All UPL calculations are statewide and, again, in the aggregate for the provider type as a whole and for each ownership sub-group.
Prior to the federal requirement for separate UPL calculations by ownership class, a State Medicaid program could pay large supplemental payments to just county hospitals or county nursing homes, since public and private providers were in the same class for purposes of calculating the UPL. Separate UPLs are now required in order to limit the ability of States to use Medicaid to pay State, county, or other government-owned facilities substantially more than their costs and more than other facilities. States may still do so but the UPLs serve as an overall break on the practice.
Role of Intergovernmental Transfers:
Federal law requires that at least 40% of a State’s share of Medicaid benefit spending must come from the State itself. The other 60% may come from the State or from local government, such as through a Intergovernmental Transfer (IGT).
If a given State’s federal matching rate is 50%, the State must somehow provide the other 50%. At least 20 percentage points from the State budget (40% of the State 50% match) and no more than 30 percentage points from counties or other local governments (60% of the State’s 50% match).
Here is an example of how this can work:
- A county government also operates a public hospital.
- Therefore, the county is wearing two hats: (1) a local government that may help cover a portion of the State share of Medicaid and (2) a Medicaid provider (as owner of a facility).
- The county voluntarily sends the State money to help cover the State (non-federal) share of Medicaid expenditures. This is the Intergovernmental Transfer. (This may also be done through county certifying county spending on federally-matchable Medicaid services such as a facility operating deficit and a portion of that is then applied to Medicaid based on utilization mix.)
- The State runs the county dollars through Medicaid as normal, receiving the applicable federal Medicaid match.

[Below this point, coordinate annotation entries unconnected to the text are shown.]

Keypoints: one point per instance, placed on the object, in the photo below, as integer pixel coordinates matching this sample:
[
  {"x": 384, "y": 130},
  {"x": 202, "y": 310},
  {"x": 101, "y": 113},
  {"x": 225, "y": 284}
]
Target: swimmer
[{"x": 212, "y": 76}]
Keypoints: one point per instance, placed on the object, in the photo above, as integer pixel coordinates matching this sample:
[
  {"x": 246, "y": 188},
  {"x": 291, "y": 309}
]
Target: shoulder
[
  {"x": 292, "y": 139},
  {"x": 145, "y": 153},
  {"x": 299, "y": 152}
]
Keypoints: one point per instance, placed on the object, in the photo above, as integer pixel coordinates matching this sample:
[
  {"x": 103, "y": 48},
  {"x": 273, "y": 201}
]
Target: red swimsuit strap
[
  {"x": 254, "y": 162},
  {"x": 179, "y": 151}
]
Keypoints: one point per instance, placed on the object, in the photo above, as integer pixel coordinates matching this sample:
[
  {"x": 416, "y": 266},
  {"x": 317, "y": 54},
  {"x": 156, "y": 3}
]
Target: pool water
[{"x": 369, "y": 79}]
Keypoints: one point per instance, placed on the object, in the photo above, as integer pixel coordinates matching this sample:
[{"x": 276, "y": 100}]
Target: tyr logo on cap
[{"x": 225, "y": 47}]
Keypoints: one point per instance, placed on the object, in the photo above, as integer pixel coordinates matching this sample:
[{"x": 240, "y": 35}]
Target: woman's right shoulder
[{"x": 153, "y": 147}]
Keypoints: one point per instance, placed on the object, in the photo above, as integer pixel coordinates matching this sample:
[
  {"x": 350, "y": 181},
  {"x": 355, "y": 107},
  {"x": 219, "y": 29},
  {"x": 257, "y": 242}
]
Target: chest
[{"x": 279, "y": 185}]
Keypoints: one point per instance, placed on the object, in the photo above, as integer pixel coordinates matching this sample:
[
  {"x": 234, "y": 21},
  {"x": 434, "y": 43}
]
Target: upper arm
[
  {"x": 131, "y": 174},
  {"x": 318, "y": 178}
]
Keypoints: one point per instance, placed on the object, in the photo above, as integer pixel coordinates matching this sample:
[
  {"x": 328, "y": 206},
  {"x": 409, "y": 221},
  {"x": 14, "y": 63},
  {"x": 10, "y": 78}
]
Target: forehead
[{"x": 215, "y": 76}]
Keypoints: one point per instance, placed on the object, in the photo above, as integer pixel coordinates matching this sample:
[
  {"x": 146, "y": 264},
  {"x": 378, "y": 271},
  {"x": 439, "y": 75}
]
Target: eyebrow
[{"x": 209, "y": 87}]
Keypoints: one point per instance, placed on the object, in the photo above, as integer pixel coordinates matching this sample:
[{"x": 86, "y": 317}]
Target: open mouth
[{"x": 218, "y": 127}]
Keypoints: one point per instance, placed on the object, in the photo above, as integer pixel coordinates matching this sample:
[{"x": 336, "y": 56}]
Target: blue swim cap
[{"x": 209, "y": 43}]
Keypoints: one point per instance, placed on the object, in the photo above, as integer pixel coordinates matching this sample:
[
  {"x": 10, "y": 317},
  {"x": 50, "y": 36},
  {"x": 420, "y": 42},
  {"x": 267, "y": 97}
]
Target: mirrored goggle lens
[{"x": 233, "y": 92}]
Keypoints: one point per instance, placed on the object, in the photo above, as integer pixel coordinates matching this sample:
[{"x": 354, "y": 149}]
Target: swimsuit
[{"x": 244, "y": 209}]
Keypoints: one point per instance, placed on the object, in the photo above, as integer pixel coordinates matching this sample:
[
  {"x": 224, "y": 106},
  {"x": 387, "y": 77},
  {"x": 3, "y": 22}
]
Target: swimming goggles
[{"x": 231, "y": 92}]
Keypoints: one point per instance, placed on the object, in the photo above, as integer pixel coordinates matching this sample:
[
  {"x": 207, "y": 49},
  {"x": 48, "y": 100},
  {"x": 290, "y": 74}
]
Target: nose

- The State sends the county hospital a supplemental payment. The supplemental payment typically exceeds the amount of the county’s IGT to the State.
- In most cases, this is a cooperative arrangement between the State and county. If State stops the supplemental payment, the county merely stops sending the IGT payment.
States often develop supplemental payment programs to increase provider reimbursement up to the UPL if there is room between current reimbursement levels and the applicable UPL. Most States now have one or more supplemental UPL payment programs.
UPL Problem for Medicaid Managed Care Expansion:
The Upper Payment Limits and the UPL calculations only apply to Medicaid fee-for-service spending. Therefore, once a State Medicaid program creates a UPL program, both the State and providers become dependent on it as a Medicaid funding mechanism. If a State with a UPL Program decides to use or expand the use of capitated managed care, it immediately runs into a fiscal and political problem.
Specifically, as managed care penetration grows within a State, the amount of fee-for-service spending declines and thus so does the amount of room available for supplemental fee-for-service payments under the UPLs. Since Medicaid health plans are commonly capitated for hospital services, the shift from fee-for-service to managed care automatically reduces the ability of a State to make supplemental UPL payments to hospitals. CMS interprets federal rules as prohibiting a State from directing that a Medicaid health plan pay particular rates or use a certain methodology. Marketplace negotiations are expected to govern provider rates in capitated Medicaid managed care. Therefore, there is no guarantee that county hospitals will receive the supplemental UPL-based payments upon which the county premised its Intergovernmental Transfers.